What makes the budget carriers such ornery opponents is their relentless cost cutting. Fernandes, who has dreamed up all kinds of ways to save money, claims AirAsia is the world’s lowest-cost airline. He pays his flight attendants to clean planes instead of hiring special crews, which not only lowers costs but also chops the time spent boarding at terminals to 25 minutes–about half that of the major airlines. His pilots are trained to land at a farther point on the runway and at a slower speed to conserve fuel and reduce wear and tear on tires. Half of AirAsia’s tickets are sold over the Internet, eliminating travel-agent fees. Passengers pay for their food and drinks. When a professional aviation-construction outfit demanded $20 million to build a hangar at Kuala Lumpur’s airport, Fernandes instead asked the small contractor who had built his home to do it for $500,000. “There is a lot of excess in the airline industry,” he says. “The challenge is to change the mind-set of staff so they eat, sleep and breathe costs.”

Still, even Fernandes doesn’t expect budget airlines to create the same upheaval for big carriers in Asia that they have in the U.S. and Europe. A tighter web of regulation provides established airlines more protection by preventing low-cost carriers from hopping from city to city around Asia the way Ryanair does in Europe. With only 2% of airline capacity in the region, the budget carriers have a long way to go to challenge the big boys. Most of all, major Asian airlines have much lower costs than their U.S. and European counterparts, allowing them to compete more easily. In Europe, for example, no-frills airlines have costs that are 60% lower than those of the major airlines. HSBC Securities estimates that in Asia the gap can be held to 30%.

With so many budget carriers starting up, they might be a bigger threat to one another than to the major carriers.

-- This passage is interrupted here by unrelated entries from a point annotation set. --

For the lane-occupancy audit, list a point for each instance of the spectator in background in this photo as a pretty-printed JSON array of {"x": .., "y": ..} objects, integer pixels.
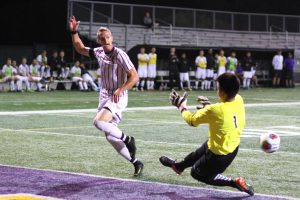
[
  {"x": 55, "y": 68},
  {"x": 65, "y": 70},
  {"x": 76, "y": 77},
  {"x": 247, "y": 64},
  {"x": 200, "y": 63},
  {"x": 210, "y": 68},
  {"x": 7, "y": 71},
  {"x": 289, "y": 63},
  {"x": 151, "y": 68},
  {"x": 232, "y": 63},
  {"x": 43, "y": 62},
  {"x": 184, "y": 72},
  {"x": 87, "y": 77},
  {"x": 24, "y": 73},
  {"x": 147, "y": 21},
  {"x": 173, "y": 69},
  {"x": 142, "y": 68},
  {"x": 277, "y": 63},
  {"x": 34, "y": 75},
  {"x": 221, "y": 63}
]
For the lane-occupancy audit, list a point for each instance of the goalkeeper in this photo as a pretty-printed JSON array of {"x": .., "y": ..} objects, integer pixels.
[{"x": 226, "y": 121}]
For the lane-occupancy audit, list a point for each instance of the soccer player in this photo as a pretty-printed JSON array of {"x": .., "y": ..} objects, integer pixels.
[
  {"x": 184, "y": 72},
  {"x": 118, "y": 75},
  {"x": 23, "y": 74},
  {"x": 289, "y": 63},
  {"x": 142, "y": 68},
  {"x": 226, "y": 121},
  {"x": 232, "y": 63},
  {"x": 76, "y": 77},
  {"x": 221, "y": 63},
  {"x": 151, "y": 68},
  {"x": 201, "y": 70},
  {"x": 248, "y": 63},
  {"x": 7, "y": 71},
  {"x": 34, "y": 75},
  {"x": 209, "y": 69},
  {"x": 277, "y": 63}
]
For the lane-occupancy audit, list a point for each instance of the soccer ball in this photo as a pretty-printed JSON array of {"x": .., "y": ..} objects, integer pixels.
[{"x": 269, "y": 142}]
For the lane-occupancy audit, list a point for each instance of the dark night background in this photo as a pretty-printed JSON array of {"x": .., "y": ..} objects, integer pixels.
[
  {"x": 32, "y": 21},
  {"x": 27, "y": 27}
]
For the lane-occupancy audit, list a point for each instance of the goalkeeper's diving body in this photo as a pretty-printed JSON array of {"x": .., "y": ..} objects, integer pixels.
[{"x": 226, "y": 121}]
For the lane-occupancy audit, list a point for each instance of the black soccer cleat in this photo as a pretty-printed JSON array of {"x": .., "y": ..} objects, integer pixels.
[
  {"x": 131, "y": 146},
  {"x": 138, "y": 168},
  {"x": 243, "y": 186},
  {"x": 168, "y": 162}
]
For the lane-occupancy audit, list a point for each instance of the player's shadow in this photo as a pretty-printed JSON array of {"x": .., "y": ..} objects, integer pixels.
[{"x": 67, "y": 190}]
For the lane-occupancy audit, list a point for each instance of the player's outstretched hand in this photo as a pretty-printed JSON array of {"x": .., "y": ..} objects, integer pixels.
[
  {"x": 178, "y": 100},
  {"x": 73, "y": 24},
  {"x": 203, "y": 101}
]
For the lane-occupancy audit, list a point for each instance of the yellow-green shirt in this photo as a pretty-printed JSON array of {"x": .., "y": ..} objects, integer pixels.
[{"x": 226, "y": 122}]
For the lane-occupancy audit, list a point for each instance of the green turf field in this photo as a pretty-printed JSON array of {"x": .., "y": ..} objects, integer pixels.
[{"x": 68, "y": 141}]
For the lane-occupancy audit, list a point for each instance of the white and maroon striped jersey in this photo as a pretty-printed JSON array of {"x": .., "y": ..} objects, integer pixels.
[{"x": 114, "y": 67}]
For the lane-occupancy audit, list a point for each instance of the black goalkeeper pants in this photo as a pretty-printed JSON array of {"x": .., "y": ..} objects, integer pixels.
[{"x": 207, "y": 166}]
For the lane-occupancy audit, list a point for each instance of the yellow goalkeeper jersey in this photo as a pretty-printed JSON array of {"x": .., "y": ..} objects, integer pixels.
[{"x": 226, "y": 122}]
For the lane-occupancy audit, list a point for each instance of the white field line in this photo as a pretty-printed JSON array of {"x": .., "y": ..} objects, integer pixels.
[
  {"x": 139, "y": 181},
  {"x": 143, "y": 141},
  {"x": 250, "y": 105}
]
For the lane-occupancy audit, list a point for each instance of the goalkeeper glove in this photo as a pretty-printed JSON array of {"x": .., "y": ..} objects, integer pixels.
[
  {"x": 203, "y": 101},
  {"x": 177, "y": 100}
]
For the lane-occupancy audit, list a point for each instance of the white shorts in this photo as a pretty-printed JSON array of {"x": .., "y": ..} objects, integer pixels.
[
  {"x": 221, "y": 70},
  {"x": 76, "y": 79},
  {"x": 115, "y": 108},
  {"x": 209, "y": 73},
  {"x": 200, "y": 73},
  {"x": 184, "y": 76},
  {"x": 248, "y": 74},
  {"x": 142, "y": 71},
  {"x": 151, "y": 71}
]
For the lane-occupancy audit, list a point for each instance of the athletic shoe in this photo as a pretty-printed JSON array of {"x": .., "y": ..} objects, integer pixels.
[
  {"x": 168, "y": 162},
  {"x": 138, "y": 168},
  {"x": 131, "y": 146},
  {"x": 243, "y": 186}
]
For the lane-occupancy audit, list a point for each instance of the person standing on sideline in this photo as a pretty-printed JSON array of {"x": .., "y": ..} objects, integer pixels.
[
  {"x": 201, "y": 63},
  {"x": 173, "y": 68},
  {"x": 221, "y": 63},
  {"x": 247, "y": 74},
  {"x": 142, "y": 68},
  {"x": 151, "y": 68},
  {"x": 210, "y": 69},
  {"x": 232, "y": 63},
  {"x": 289, "y": 63},
  {"x": 277, "y": 63},
  {"x": 118, "y": 75},
  {"x": 184, "y": 72}
]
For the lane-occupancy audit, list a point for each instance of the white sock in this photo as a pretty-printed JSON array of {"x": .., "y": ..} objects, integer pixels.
[
  {"x": 110, "y": 129},
  {"x": 119, "y": 146}
]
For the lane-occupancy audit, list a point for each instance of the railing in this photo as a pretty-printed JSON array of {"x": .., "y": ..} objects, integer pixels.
[{"x": 106, "y": 12}]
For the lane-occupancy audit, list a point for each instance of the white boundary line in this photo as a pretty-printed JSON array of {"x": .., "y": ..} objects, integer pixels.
[
  {"x": 144, "y": 141},
  {"x": 250, "y": 105},
  {"x": 139, "y": 181}
]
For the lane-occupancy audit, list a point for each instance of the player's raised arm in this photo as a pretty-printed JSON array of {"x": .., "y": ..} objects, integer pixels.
[{"x": 77, "y": 43}]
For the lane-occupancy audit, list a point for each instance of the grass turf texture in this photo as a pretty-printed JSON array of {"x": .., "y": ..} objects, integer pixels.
[{"x": 69, "y": 142}]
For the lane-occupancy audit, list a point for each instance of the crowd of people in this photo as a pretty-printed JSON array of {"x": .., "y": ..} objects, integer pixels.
[
  {"x": 43, "y": 69},
  {"x": 207, "y": 66}
]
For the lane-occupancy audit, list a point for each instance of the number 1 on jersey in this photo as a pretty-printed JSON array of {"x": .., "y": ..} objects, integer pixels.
[{"x": 234, "y": 120}]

Thailand has no fewer than seven low-cost operators. In September, Singapore’s A-Sonic Aerospace said it plans to start a budget carrier in China with a Chinese state company. Tiny Singapore will be home to three low-cost airlines: Valuair, Jetstar Asia (which boasts Australia’s Qantas Airways as a large shareholder) and Tiger Airways (backed by Singapore Airlines). “We’ll grow as quickly as we can and fly wherever we can,” vows Stephen Johnson of Indigo Partners, an investment company based in Phoenix, Ariz., that owns 24% of Tiger. But for all those grandiose dreams, executives believe that not all the budget carriers can survive. “There is going to have to be a consolidation or shake-out,” warns Tiger’s chairman, William Franke, a former CEO of America West.

The rivalry among no-frills flyers is already getting brutal. When Tiger offered a 59¢ one-way ticket to Bangkok from Singapore on September flights, AirAsia countered with a 29¢ fare. Fernandes advertised the promotion with his usual flair. Ads showing two beautiful flight attendants draped over a subdued tiger boasted, “AirAsia tames even the wildest tiger.” Udom Tantiprasongchai, chief executive of Orient Thai Airlines, says fierce competition from AirAsia and flag carrier Thai Airways forced him to slash the fare on his One-Two-Go budget service from Bangkok to Chiang Mai to less than $25, about 30% lower than he had planned. At that price, he admitted, he lost money. But Udom has wreaked revenge. He says he routinely employs a team in his office to go on the Internet and buy as many of the cheapest tickets on AirAsia flights as it can get, often spending more than $3,500 a day. That’s a small price to pay, he argues, to keep the low-price tickets out of the hands of potential AirAsia customers and to foster ill will toward his competitor. (Fernandes contends that this has not damaged his business in Thailand.) “I buy them and throw them away,” Udom says, adding, “I didn’t expect this dogfight to be so serious.”